The tie character, ~, produces a space between before and after at which the line will not be broken. By default the white space has length 3.33333pt plus 1.66666pt minus 1.11111pt (see Lengths).

Here LaTeX will not break the line between the final two words.

Thanks to Prof.~Lerman.

In addition, despite the period, LaTeX does not use the end-of-sentence spacing (see \@).

Ties prevent the end of line separation of things where that could cause confusion. They also still allow hyphenation (of either of the tied words), so they are generally preferable to putting consecutive words in an \mbox (see \mbox & \makebox).

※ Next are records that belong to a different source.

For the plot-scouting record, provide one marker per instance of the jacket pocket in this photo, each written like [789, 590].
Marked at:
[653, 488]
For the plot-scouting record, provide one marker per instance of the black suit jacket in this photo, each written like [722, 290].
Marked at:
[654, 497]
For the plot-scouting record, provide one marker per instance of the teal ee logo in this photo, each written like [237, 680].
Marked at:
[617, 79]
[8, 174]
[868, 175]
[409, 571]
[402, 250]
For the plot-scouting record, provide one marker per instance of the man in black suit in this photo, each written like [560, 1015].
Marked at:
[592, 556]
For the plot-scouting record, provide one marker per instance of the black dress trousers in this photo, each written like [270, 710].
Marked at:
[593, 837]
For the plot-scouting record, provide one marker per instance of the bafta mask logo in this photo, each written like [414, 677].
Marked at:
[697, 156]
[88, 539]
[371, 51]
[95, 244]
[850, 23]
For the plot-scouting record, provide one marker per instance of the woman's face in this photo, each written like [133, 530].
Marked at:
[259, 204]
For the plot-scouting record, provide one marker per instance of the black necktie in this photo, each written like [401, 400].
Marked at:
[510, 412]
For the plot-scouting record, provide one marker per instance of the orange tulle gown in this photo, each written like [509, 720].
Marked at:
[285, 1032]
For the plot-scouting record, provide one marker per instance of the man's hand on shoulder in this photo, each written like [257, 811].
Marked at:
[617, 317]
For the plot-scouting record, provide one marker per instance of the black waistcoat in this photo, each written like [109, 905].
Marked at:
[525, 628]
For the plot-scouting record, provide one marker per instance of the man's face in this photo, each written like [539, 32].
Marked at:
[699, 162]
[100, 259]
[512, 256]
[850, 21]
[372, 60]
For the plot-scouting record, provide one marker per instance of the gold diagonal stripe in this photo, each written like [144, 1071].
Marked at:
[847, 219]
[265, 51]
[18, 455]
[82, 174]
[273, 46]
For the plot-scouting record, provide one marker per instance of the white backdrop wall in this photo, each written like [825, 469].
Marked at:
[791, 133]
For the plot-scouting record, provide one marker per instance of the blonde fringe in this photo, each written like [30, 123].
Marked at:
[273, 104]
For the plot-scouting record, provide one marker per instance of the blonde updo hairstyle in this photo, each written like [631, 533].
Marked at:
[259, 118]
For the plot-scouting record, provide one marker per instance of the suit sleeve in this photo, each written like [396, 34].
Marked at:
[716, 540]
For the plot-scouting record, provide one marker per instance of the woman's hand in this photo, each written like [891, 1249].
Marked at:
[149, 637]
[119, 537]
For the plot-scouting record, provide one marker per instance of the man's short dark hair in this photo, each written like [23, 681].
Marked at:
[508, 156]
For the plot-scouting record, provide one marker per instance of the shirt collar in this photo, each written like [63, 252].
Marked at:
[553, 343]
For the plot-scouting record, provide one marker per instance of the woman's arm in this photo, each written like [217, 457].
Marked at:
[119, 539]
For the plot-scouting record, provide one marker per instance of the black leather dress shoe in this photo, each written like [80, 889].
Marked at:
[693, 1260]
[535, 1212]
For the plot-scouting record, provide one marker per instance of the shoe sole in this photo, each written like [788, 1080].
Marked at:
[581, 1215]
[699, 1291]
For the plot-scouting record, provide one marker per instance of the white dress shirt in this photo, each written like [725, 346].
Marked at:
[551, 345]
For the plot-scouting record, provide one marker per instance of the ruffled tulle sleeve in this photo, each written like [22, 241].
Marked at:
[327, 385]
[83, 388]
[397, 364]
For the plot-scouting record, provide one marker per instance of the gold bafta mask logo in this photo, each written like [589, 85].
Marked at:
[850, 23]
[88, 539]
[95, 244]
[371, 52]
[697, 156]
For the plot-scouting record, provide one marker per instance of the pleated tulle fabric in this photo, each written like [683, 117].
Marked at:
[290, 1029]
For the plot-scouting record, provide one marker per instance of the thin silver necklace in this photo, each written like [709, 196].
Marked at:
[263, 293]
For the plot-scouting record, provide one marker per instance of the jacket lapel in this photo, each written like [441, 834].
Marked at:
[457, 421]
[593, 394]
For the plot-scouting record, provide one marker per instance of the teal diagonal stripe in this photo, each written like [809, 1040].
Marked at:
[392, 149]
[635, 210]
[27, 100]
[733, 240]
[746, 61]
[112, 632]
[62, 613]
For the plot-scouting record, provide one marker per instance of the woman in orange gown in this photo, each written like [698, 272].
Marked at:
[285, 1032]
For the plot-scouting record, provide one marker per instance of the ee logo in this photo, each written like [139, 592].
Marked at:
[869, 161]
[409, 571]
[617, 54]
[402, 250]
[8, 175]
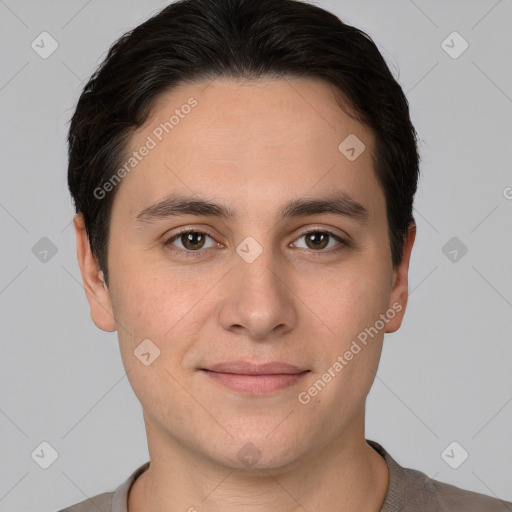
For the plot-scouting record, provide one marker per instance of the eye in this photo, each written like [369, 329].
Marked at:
[190, 240]
[319, 240]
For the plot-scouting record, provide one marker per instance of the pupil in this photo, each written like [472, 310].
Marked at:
[318, 240]
[190, 240]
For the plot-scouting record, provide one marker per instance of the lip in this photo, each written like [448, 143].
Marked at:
[248, 368]
[255, 379]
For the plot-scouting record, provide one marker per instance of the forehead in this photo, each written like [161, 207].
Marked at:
[250, 139]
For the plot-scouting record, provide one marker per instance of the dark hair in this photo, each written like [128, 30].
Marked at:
[195, 40]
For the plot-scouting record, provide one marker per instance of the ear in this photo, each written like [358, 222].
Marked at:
[95, 288]
[400, 288]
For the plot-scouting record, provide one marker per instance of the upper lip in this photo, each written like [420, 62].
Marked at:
[248, 368]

They are also matters of taste, sometimes alarmingly dogmatic taste, among readers. Nevertheless, here are some usage models, many of them from The TeXbook.

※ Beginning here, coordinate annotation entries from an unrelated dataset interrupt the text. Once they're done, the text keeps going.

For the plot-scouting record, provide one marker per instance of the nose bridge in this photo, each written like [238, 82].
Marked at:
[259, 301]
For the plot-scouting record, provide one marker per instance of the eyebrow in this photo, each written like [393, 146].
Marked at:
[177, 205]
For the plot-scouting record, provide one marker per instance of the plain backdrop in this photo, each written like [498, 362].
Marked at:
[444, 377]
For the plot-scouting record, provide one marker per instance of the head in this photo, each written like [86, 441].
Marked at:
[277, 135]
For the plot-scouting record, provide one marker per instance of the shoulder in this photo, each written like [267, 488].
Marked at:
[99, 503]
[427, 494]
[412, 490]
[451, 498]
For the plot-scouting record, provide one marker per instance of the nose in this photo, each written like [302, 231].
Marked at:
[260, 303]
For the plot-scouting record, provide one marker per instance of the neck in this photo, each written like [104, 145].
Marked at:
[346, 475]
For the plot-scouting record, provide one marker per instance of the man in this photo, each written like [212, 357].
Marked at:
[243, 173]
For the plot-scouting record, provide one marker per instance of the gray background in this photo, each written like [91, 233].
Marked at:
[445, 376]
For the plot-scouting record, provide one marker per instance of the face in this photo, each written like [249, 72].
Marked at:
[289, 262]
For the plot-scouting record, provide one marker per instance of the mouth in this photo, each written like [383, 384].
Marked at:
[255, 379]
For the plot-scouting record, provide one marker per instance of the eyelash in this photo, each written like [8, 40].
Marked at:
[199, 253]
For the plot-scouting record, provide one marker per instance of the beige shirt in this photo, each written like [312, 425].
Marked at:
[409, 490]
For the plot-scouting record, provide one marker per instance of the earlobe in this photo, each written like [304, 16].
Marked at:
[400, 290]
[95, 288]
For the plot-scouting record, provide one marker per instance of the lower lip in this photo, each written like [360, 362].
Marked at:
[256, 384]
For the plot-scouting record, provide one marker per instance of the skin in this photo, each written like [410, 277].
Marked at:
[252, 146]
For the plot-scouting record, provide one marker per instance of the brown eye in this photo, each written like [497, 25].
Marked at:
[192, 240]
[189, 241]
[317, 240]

  • Between an enumerator and its item, such as in references: Chapter~12, or Theorem~\ref{th:Wilsons}, or Figure~\ref{fig:KGraph}.
  • When cases are enumerated inline: (b)~Show that $f(x)$ is (1)~continuous, and (2)~bounded.
  • Between a number and its unit: $745.7.8$~watts (the siunitx package has a special facility for this) or 144~eggs. This includes between a month and a date: October~12 or 12~Oct. In general, in any expressions where numbers and abbreviations or symbols are separated by a space: AD~565, or 2:50~pm, or Boeing~747, or 268~Plains Road, or \$$1.4$~billion. Other common choices here are a thin space (see \thinspace & \negthinspace) and no space at all.
  • When mathematical phrases are rendered in words: equals~$n$, or less than~$\epsilon$, or given~$X$, or modulo~$p^e$ for all large~$n$ (but compare is~$15$ with is $15$~times the height). Between mathematical symbols in apposition with nouns: dimension~$d$ or function~$f(x)$ (but compare with length $l$~or more). When a symbol is a tightly bound object of a preposition: of~$x$, or from $0$ to~$1$, or in common with~$m$.
  • Between symbols in series: $1$,~$2$, or~$3$ or $1$,~$2$, \ldots,~$n$.
  • Between a person’s given names and between multiple surnames: Donald~E. Knuth, or Luis~I. Trabb~Pardo, or Charles~XII—but you must give TeX places to break the line so you might do Charles Louis Xavier~Joseph de~la Vall\'ee~Poussin.